Jeffrey D. Sachs, Common Wealth: Economics for a Crowded Planet. Penguin Press, 2008.
Jeffrey Sachs' 2005 book, The End of Poverty: Economic Possibilities for our Time, was a bold attempt to convince the world that the Millennium Development Goals could be achieved in our lifetimes. Very ambitious, I wrote in my review. Well this book takes ambition to the next level.
The goals of this new initiative are worthy of an author with the title Director of the Earth Institute (at Columbia University). Sachs challenges us collectively to embrace the goals of economic development (and poverty elimination), environmental sustainability (with adequate water provision for all) and population control. The idea is that these three sets of goals are interrelated and that you cannot really achieve any one of them unless you address all three.

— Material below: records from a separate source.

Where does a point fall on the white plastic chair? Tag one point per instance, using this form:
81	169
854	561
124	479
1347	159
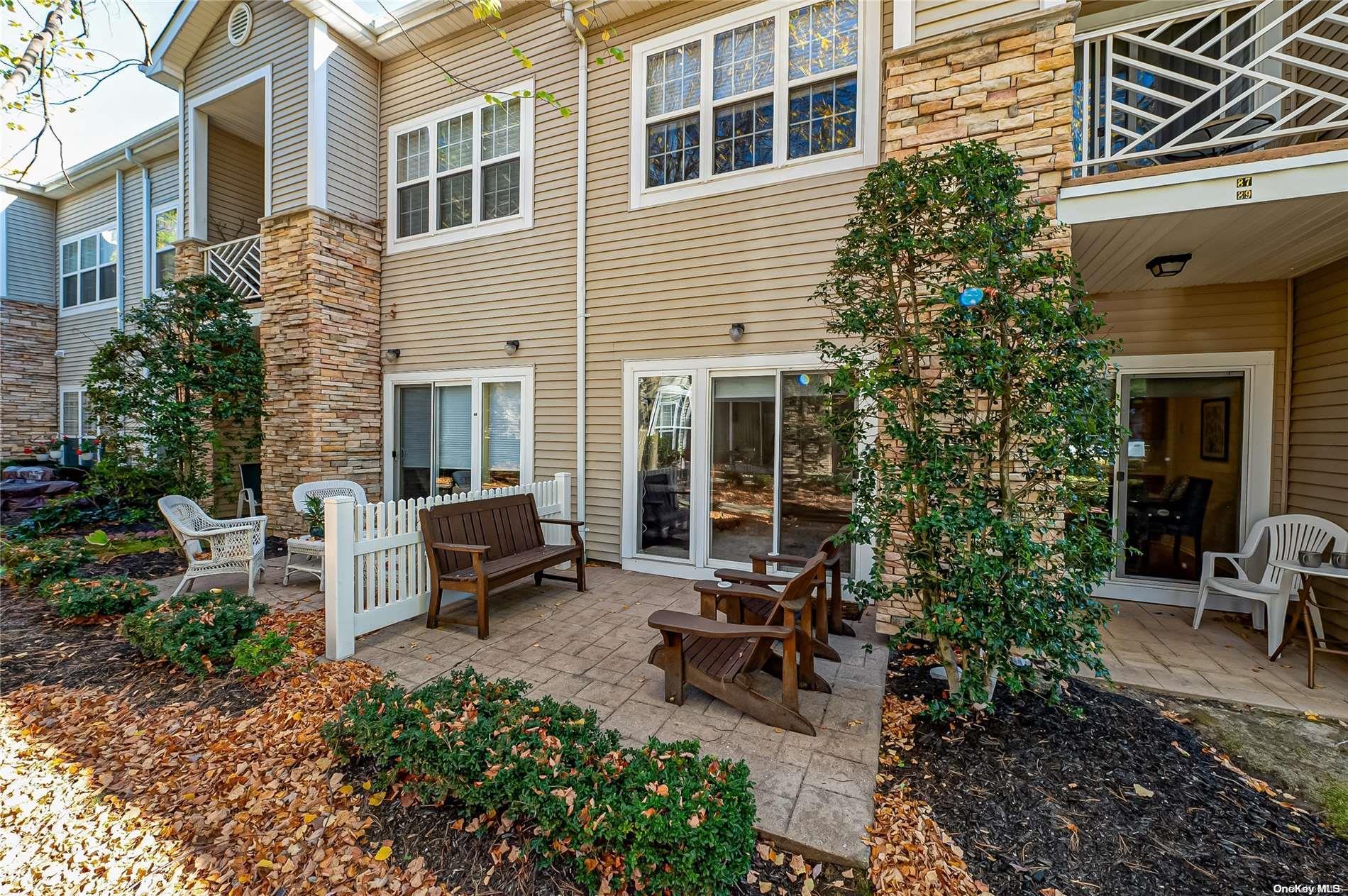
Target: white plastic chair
1288	536
228	546
321	490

The book is very interesting but I admit that I like the last chapter ("The Power of One") best because it is, well, inspiring. Sachs concludes the book by making the case for taking up the challenge of development, environment and population even though the problems seem impossibly large. He quotes one of my favorite scholars, Albert O. Hirschman to the effect that all new ideas, good and bad, are generally met with three criticisms: futility, perversity and jeopardy. The problem can't be solved (futility), if you try you might make it worse (perversity) and wasting your effort here diverts attention from other areas where progress might be made (jeopardy).
Sachs cites a number of examples of problems where substantial progress has in fact been made despite the inevitable reaction that Hirschman cited. For better or worse this last chapter really does give you a feeling that something can be done, even if we might disagree about what that something is. Probably should be required reading for Peace Corps Volunteers.